Magnetohydrodynamic Effects on Double Diffusion of Non-Newtonian Hybrid Nanofluid in Circular Eccentric Annuli

Abstract

The numerical investigation conducted in this study focuses on the heat and mass transfer in magnetohydrodynamic non-Newtonian power-law fluid flow of temperature-dependent Al₂O₃–Fe₃O₄–water hybrid nanofluid within cylindrical annuli across four different eccentricities. This type of problem finds widespread application in various engineering contexts, where hybrid non-Newtonian fluids offer enhanced efficiency for cooling and insulation purposes. In this configuration, the inner circle of the geometry is hot while the outer circle is cold, with the nanofluid filling the space between the cylinders. The governing equations are simulated using the Galerkin weighted residual finite element method.
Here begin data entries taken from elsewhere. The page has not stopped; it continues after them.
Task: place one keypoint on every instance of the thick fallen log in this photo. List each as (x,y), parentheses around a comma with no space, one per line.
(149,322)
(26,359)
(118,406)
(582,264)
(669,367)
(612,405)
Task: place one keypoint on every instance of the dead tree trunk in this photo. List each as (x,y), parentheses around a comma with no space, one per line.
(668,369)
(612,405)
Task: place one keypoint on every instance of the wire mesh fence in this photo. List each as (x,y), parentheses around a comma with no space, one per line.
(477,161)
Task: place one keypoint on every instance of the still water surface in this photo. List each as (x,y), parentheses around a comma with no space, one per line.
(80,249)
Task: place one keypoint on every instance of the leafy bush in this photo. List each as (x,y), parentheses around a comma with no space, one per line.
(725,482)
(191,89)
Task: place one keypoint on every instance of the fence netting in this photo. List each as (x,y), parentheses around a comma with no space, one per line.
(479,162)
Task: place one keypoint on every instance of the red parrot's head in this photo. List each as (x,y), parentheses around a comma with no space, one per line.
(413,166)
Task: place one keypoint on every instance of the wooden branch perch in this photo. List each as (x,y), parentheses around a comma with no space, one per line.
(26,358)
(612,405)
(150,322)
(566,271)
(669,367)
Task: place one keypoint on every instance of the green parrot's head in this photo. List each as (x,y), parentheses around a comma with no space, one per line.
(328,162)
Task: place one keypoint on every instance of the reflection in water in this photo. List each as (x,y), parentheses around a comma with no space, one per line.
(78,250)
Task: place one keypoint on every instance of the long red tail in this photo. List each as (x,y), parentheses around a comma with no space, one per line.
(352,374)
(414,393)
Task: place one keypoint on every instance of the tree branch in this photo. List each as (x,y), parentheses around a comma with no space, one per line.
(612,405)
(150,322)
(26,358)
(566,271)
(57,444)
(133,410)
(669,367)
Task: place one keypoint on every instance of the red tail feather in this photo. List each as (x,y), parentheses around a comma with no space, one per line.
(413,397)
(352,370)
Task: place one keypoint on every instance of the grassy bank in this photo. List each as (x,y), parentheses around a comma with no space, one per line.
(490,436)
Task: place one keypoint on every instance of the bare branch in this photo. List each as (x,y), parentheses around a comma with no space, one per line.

Various parameters are controlled in the study, including the Rayleigh number ranging from ${10}^4$ to ${10}^6$, power-law index ranging from $0.7$ to $1.4$, nanoparticle volume fraction ranging from $0\%$ to $4\%$, Hartmann number ranging from $0$ to $30$, Buoyancy ratio ranging from $-1$ to $1$, and Lewis number ranging from $1$ to $10$, in addition to the fixed Prandtl number (6.8377). The study presents visualizations such as streamlines, isotherms, and iso-concentration contours, along with the assessment of heat and mass transfer rates expressed in terms of Nusselt and Sherwood numbers. The findings reveal that the heat transfer rate increases with higher nanoparticle volume fraction, Rayleigh number, and Buoyancy ratio. Similarly, the mass transfer rate is enhanced with increased Rayleigh number, Lewis number, and power-law index. Notably, elevating the power-law index leads to a decrease of 50.1% in the local Nusselt number and 52.4% in the local Sherwood number, respectively. With $n=0.7$ and $\varphi =0$, increasing $\mathrm{Ra}$ from ${10}^4$ to ${10}^6$ raises $\overline{\mathrm{Nu}}$ and $\overline{\mathrm{Sh}}$.